The Federal Reserve And other central banks are aggressively raising interest rates in a sharp shift from maintaining ultra-low interest rates during a viral pandemic that helped support the economy.this is Subtle balance For the Fed wants to cool the economy, but not enough to actually shrink. However, higher interest rates hurt investors’ prices and prompted many of this year’s sellouts.
Investors have favorably viewed recent reports of weak consumer sentiment and economic growth. That’s because as economic growth slows, the Fed is more likely to ease aggressive rate hike plans.
Wall Street will release several reports this week that may provide more insights into inflation, economic growth and the future direction of the Fed.

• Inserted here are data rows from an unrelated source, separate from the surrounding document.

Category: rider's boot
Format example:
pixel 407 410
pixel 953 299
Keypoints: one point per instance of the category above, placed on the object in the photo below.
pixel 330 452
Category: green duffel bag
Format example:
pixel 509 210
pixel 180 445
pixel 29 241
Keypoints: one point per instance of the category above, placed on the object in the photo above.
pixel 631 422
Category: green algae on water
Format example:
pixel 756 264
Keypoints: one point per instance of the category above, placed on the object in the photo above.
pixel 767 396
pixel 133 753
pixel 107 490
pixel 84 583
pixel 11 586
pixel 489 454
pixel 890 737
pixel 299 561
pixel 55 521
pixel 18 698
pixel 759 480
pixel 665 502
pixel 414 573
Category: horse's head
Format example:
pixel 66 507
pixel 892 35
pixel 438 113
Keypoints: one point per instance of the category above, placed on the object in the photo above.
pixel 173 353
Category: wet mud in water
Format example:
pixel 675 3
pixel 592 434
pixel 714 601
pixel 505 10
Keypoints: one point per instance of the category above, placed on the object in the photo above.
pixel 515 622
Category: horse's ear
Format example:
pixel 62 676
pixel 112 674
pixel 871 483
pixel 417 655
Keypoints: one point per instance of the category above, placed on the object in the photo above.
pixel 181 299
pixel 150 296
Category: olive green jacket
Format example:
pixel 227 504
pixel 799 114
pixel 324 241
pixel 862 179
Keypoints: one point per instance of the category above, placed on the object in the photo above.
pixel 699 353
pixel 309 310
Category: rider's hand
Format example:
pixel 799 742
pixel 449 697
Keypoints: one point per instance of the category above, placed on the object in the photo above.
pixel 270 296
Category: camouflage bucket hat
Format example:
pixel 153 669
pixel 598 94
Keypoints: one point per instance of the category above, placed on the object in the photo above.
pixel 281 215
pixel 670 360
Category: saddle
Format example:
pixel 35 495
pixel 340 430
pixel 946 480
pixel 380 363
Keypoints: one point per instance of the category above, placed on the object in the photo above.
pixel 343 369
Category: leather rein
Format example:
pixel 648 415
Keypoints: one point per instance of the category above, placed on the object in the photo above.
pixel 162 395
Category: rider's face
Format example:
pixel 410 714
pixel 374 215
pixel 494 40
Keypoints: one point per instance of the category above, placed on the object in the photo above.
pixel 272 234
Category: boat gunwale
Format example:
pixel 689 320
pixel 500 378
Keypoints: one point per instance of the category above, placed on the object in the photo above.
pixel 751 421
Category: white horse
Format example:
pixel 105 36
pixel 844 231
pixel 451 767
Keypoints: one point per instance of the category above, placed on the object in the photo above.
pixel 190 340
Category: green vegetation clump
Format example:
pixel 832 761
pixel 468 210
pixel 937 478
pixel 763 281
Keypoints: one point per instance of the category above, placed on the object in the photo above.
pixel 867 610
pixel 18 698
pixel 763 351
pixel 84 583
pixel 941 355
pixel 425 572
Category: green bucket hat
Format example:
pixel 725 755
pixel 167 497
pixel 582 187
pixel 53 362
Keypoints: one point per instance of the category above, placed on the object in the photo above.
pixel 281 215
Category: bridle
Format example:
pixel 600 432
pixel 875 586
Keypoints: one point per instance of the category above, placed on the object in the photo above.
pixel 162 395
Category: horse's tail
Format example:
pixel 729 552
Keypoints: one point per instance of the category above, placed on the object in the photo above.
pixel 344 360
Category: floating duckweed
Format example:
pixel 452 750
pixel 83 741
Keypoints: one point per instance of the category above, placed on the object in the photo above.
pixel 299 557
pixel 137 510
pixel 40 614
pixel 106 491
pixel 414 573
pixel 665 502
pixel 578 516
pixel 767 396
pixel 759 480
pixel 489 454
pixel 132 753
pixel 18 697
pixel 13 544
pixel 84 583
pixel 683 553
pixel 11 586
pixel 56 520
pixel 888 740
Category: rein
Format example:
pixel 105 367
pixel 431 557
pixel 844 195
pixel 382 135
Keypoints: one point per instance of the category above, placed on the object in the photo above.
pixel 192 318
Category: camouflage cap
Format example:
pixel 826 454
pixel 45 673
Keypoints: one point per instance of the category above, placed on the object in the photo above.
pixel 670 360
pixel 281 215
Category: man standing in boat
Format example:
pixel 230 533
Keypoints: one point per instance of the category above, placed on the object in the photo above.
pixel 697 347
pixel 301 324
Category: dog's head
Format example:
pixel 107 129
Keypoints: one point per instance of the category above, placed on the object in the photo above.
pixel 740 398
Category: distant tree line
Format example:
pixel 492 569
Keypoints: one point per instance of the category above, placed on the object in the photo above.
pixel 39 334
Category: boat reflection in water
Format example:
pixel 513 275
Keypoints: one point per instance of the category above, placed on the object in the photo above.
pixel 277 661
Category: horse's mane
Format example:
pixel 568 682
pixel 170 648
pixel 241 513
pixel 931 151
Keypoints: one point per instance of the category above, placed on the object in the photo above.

On Tuesday, the Business Group’s Conference Board will release a June Consumer Confidence Report. Even with rising inflation, spending and confidence were well maintained throughout most of the post-pandemic recovery. However, record high gas prices and overall tightening due to inflation are eating up wallets and encouraging many to shift or reduce spending.
Some of the pushes behind inflation tightening Russia invades Ukraine During February. It has soared energy prices. Crude oil prices in the United States are rising by more than 40% annually. The price of wheat and corn has also skyrocketed.
A video link with Ukrainian President Volodymyr Zelensky has signed a contract with a group of seven leaders to seek caps on Russian oil prices, raise tariffs on Russian commodities and impose other new sanctions. I did.
Russia may also have defaulted on its external debt For the first time since the Bolshevik Revolution of 1917, it further moved the country away from the world’s financial system during the war in Ukraine.
Investors will get another update on US economic growth on Wednesday when the Department of Commerce publishes a report on GDP in the first quarter.